Title: THE EMOTIONAL COMPASS: NAVIGATING THE REALM OF HUMAN EMOTIONS USING EEG AND PHYSIOLOGICAL SIGNALS

Authors: Muhammad Hamza Saleem, Saira Gillani, Khoula Saleem, Dr. Ghulam Mustafa, Muhammad Zulkifl Hasan, Muhammad Zunnurain Hussain

Journal: Spectrum of Engineering Sciences

HEC Recognition History
Category From To
Y 2024-10-01 2025-12-31

Publisher: Sociology Educational Nexus Research Institute

Country: Pakistan

Year: 2025

Volume: 3

Issue: 9

Language: en

Keywords: Convolutional Neural Networks (CNN)Long Short-Term Memory (LSTM)Emotion DetectionElectroencephalography (EEG)deep learning (DL)Temporal Fusion Transformers (TFT)Seed-V (SJTU Emotion EEG Dataset)

Categories

Abstract

Understanding emotions through EEG signals plays a crucial role in fields like healthcare, human-computer interaction, and affective neuroscience. It classified Disgust, Fear, Happy, Neutral, and Sad as five emotional states, combining eye-blinking features with differential entropy attributes extracted from EEG across the SEED-V dataset. The features were standardized via padding, while the EMOTION labels were encoded by one-hot encoder to enhance the capability of model training. The advanced DL architectures CNN, LSTM, and TFT were considered. The linear regression model in this study is that of LSTM; CNN is the secondary modeling method, while TFT has relatively less performance but excels in interpretability. The results suggest that LSTM outperformed both CNN and TFT, reaching the maximum accuracy of 80%. There was a difference of about 5 to 10% from that of CNN at 78% to that of TFT at 60%. Also, the macro average F1-score of LSTM improves upon that of CNN, 0.77, and of TFT, 0.58, indicating better performance for LSTM in the capture of long-term dependencies in sequential EEG data. While CNN is mostly concerned with spatial features, TFT has been challenged in dealing with fine temporal dependence. Therefore, LSTM incurs obstacles of increased computation complexity, longer training time, and potential overfitting when it comes to smaller datasets.
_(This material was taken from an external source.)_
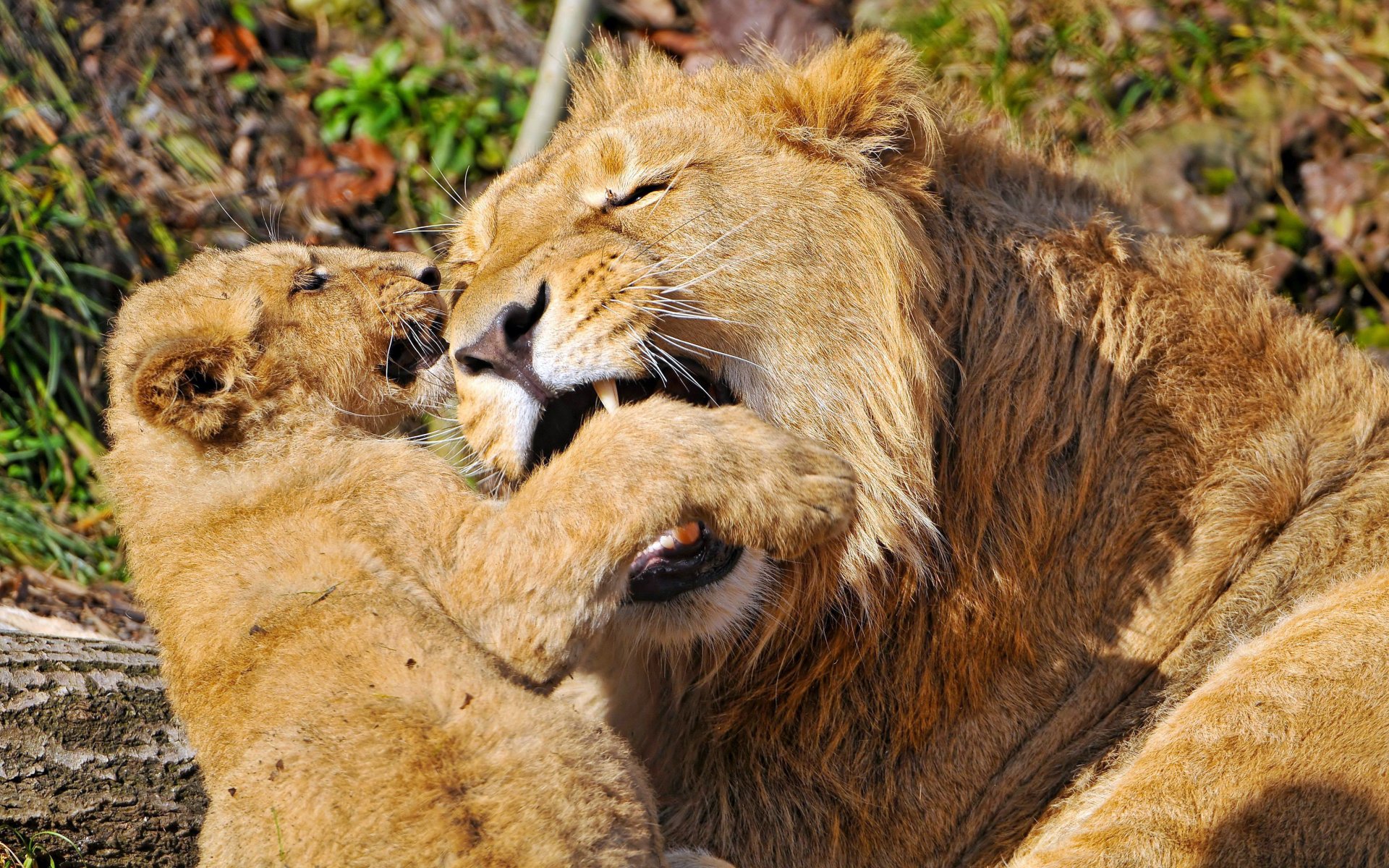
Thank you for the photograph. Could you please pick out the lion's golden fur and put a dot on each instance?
(1099, 469)
(362, 646)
LSTM-based models further inherit a limitation concerning their non-interpretability owing to a detailed internal structure. Even with these setbacks, the findings highlight the importance of physiologic (EEG) and behavioral (eye-blinking) feature integration for solid emotion recognition, paving the road for advancements in mental health care, brain-computer interface, and adaptive human-computer interaction.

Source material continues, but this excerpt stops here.